Member of the Georgia House of Representatives from the 58th district
- In office December 22, 2009 – November 13, 2015
- Preceded by: Robbin Shipp
- Succeeded by: Park Cannon

Personal details
- Born: Detroit, Michigan
- Party: Democratic
- Domestic partner: Valerie Acree

= Simone Bell =

American politician

Simone Bell is a community organizer and former politician from Atlanta, Georgia. A Democrat, she was elected to the Georgia House of Representatives in December 2009 from the state's 58th district in DeKalb and Fulton counties, and served until November 2015.

The district lies in eastern Atlanta and includes the following neighborhoods: East Atlanta, Cabbagetown, Reynoldstown, Edgewood, Gresham Park, Grant Park, Kirkwood, Ormewood Park and Boulevard Heights.

The seat had been held by Rep. Robbin Shipp (D–Atlanta) from 2007 to 2009 but Shipp resigned in 2009 due to conflicts with her job as a Fulton County prosecutor, triggering a special election. In the election held on November 3, 2009, Bell won 24% of the vote in a five-candidate field, placing second behind attorney and fellow Democrat Asha Jackson. In the runoff, Bell defeated Jackson by 56% to 44%. She was sworn into office by Chief Justice Carol Hunstein of the Georgia Supreme Court on December 22, 2009. She ran unopposed for re-election in 2010; defeated primary opponent Ralph Long in 2012 and 2014. On October 29, 2015, Bell announced her resignation from office to join Lambda Legal as Southern Regional Director; her resignation took effect November 13, 2015. She was succeeded by Park Cannon.

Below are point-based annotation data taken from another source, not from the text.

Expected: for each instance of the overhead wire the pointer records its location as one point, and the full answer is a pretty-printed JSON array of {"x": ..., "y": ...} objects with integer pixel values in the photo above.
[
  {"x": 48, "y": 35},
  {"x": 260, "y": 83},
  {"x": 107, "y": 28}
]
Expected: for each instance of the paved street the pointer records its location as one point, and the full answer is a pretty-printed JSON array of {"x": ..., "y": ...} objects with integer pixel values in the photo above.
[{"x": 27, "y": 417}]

Born and raised in Detroit, Michigan, Bell came to Georgia to attend Agnes Scott College in Decatur. She works in the Southern regional office of Lambda Legal, a national non-profit legal group that focuses on LGBT and HIV issues.

Openly gay, Bell is the first African-American lesbian to serve in a U.S. state legislature. Her partner is Valerie Acree.